Intel® Fortran Compiler
Build applications that can scale for the future with optimized code designed for Intel® Xeon® and compatible processors.
27316 Discussions

I/O substantially slower today than yesterday

nooj
Beginner
231 Views
Hi, I have kind of a vague question. I use d-lines in my code for debugging writes, and optionally set or clear the -DD flag when I make. This is using ifort 11.1 20100401 on Mac and Linux.

Summary:
Is there a standard way to benchmark output to stdout via write(*,*)? My program suddenly got over 100x slower when doing writes (versus the same code with no writes), on multiple architectures.
By "suddenly" I mean, "sometime in the past two days, in the midst of a bunch of changes to the code and ifort compiler options." But then, I've been making such changes for years and not seen this behavior.
Background:
Recently, my executables compiled with -DD are UNBELIEVABLY slow! Over a hundred times slower than the non-DD executables! Usually, the difference in execution time is a factor of 2 or 3. The d-lines are always write(*,*)s. The I/O is so slow that the program is sitting at <5% cpu usage, and constantly reports "sleeping, wait_pipe" when i check the process status.
I pipe the output to disk: a.out > a.outfile &
It IS writing to disk: I can watch the file steadily increase in size as the program runs/sleeps.
I'm not doing all that many writes: about 25K lines of text, 76K words, and 850Kchars. In 2011, it should not take thirty minutes to write 850K bytesto disk, no matter what language or piping scheme I'm using. And last week didn't! So I don't know what's going on. (My phonecan download 1M file faster than this!)
Writes are as "write(*,*)", with 0-3 real*8 conversions (usually exactly one) and hardcoded string output, as in:
write(*,*) "P = ", P ! real*8 P
write(*,*) "vec1 = ", vec1(:) ! real*8 vec1(3)
The code always runs correctly with no errors; it's just sloooooooow.
- Nooj
0 Kudos
1 Solution
jimdempseyatthecove
Black Belt
231 Views
What happens when you run your app without redirection?
IOW output to the console.

Is this a multi-threaded application?
IOW does the slight delay in issuing the write(*,*) expose a multi-threaded programming problem.

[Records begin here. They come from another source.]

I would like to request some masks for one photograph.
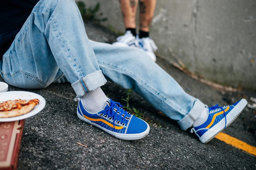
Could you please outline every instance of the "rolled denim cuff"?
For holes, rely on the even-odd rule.
[[[97,70],[71,84],[76,95],[79,97],[87,93],[95,90],[104,85],[107,80],[101,72]]]
[[[181,129],[186,131],[191,127],[196,120],[199,117],[205,106],[199,99],[197,99],[194,103],[193,107],[188,114],[178,122]]]

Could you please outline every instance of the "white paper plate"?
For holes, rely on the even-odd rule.
[[[12,117],[0,118],[0,122],[16,121],[29,117],[39,113],[45,105],[44,98],[42,96],[34,93],[23,91],[11,91],[0,93],[0,102],[19,99],[22,100],[37,99],[39,100],[39,102],[38,104],[27,114]]]

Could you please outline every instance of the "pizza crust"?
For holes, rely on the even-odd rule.
[[[29,102],[29,103],[22,106],[21,108],[17,108],[9,111],[0,111],[0,118],[15,117],[28,113],[38,104],[39,100],[38,99],[36,100],[37,100],[35,101],[34,100],[35,102],[33,100],[30,101],[31,102]]]

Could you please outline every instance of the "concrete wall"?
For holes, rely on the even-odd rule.
[[[118,0],[100,2],[108,20],[102,24],[124,32]],[[190,71],[214,82],[256,89],[256,1],[158,0],[150,36],[157,53],[174,60],[169,47]]]

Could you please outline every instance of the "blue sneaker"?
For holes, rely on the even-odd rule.
[[[202,143],[208,142],[232,123],[247,103],[246,100],[243,99],[230,106],[220,107],[217,104],[208,107],[207,120],[192,128],[191,133],[195,132]]]
[[[98,113],[90,113],[79,102],[77,115],[84,122],[101,129],[118,138],[137,140],[146,136],[149,132],[149,126],[146,122],[123,109],[120,103],[109,98]]]

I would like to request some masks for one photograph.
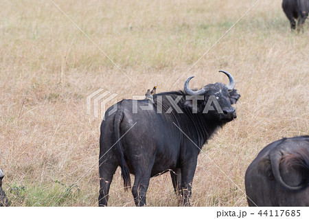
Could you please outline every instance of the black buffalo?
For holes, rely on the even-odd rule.
[[[245,176],[249,206],[309,206],[309,136],[265,147]]]
[[[5,193],[2,189],[2,179],[4,177],[3,172],[0,169],[0,207],[8,206],[8,201],[5,196]]]
[[[298,19],[297,30],[299,31],[308,17],[309,0],[283,0],[282,8],[290,21],[292,30],[294,30],[296,27],[294,19]]]
[[[168,171],[175,192],[181,196],[184,205],[190,205],[201,148],[218,128],[236,117],[231,104],[240,95],[233,89],[233,77],[224,73],[229,78],[228,86],[210,84],[194,91],[188,87],[191,77],[183,91],[158,93],[152,102],[123,100],[106,111],[100,138],[99,206],[107,205],[113,175],[119,165],[125,188],[130,187],[130,173],[135,174],[132,193],[137,206],[146,205],[150,178]],[[197,97],[200,99],[192,100]],[[209,100],[217,111],[204,113]],[[150,109],[141,109],[149,106]],[[110,115],[116,106],[115,113]]]

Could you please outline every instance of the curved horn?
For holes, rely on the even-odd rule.
[[[219,72],[223,72],[229,77],[229,84],[227,85],[227,88],[229,89],[229,91],[233,91],[235,88],[235,80],[234,78],[233,78],[233,76],[227,71],[220,70]]]
[[[203,94],[204,94],[205,91],[203,89],[201,89],[201,90],[197,91],[193,91],[189,88],[189,82],[193,78],[194,78],[194,76],[192,76],[192,77],[189,78],[188,79],[187,79],[187,80],[185,82],[185,86],[183,87],[183,88],[184,88],[185,93],[187,95],[203,95]]]

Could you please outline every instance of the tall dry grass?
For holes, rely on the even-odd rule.
[[[1,1],[0,165],[12,205],[97,205],[101,121],[86,115],[85,98],[98,88],[120,100],[154,85],[182,89],[192,75],[197,88],[227,82],[219,69],[233,74],[238,119],[199,156],[196,206],[247,205],[244,176],[258,152],[308,134],[308,22],[291,34],[281,1],[260,1],[174,86],[255,0],[55,2],[137,86],[52,1]],[[109,204],[134,205],[119,170]],[[169,174],[151,179],[148,205],[176,205]]]

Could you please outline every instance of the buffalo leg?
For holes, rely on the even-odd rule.
[[[132,187],[132,194],[136,206],[146,205],[146,193],[148,189],[149,181],[151,176],[154,156],[150,156],[142,160],[131,159],[134,168],[135,181]]]
[[[118,166],[115,160],[103,161],[99,165],[100,172],[100,194],[99,206],[107,206],[108,200],[109,187],[113,180],[113,176]]]
[[[301,15],[299,15],[298,17],[298,21],[297,21],[297,32],[299,32],[301,30],[301,27],[303,26],[304,23],[305,23],[306,16],[304,17]]]
[[[196,159],[190,163],[185,164],[181,168],[181,189],[183,206],[190,206],[192,181],[196,168]]]
[[[150,174],[137,176],[132,187],[134,201],[136,206],[144,206],[146,205],[146,193],[149,186]]]
[[[181,198],[183,194],[181,193],[181,170],[176,169],[175,171],[170,171],[172,183],[173,183],[174,192],[178,198],[178,205],[180,205]]]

Can you recall what changes were made?
IOW run a difference program and see if anyting stands out.

Jim Dempsey

View solution in original post

6 Replies
mecej4
Black Belt
231 Views
Did you recently, for some reason, switch to a remote working directory, or are the writes redirected to a remote directory?

Can you disconnect from the network and reproduce the slow run speeds?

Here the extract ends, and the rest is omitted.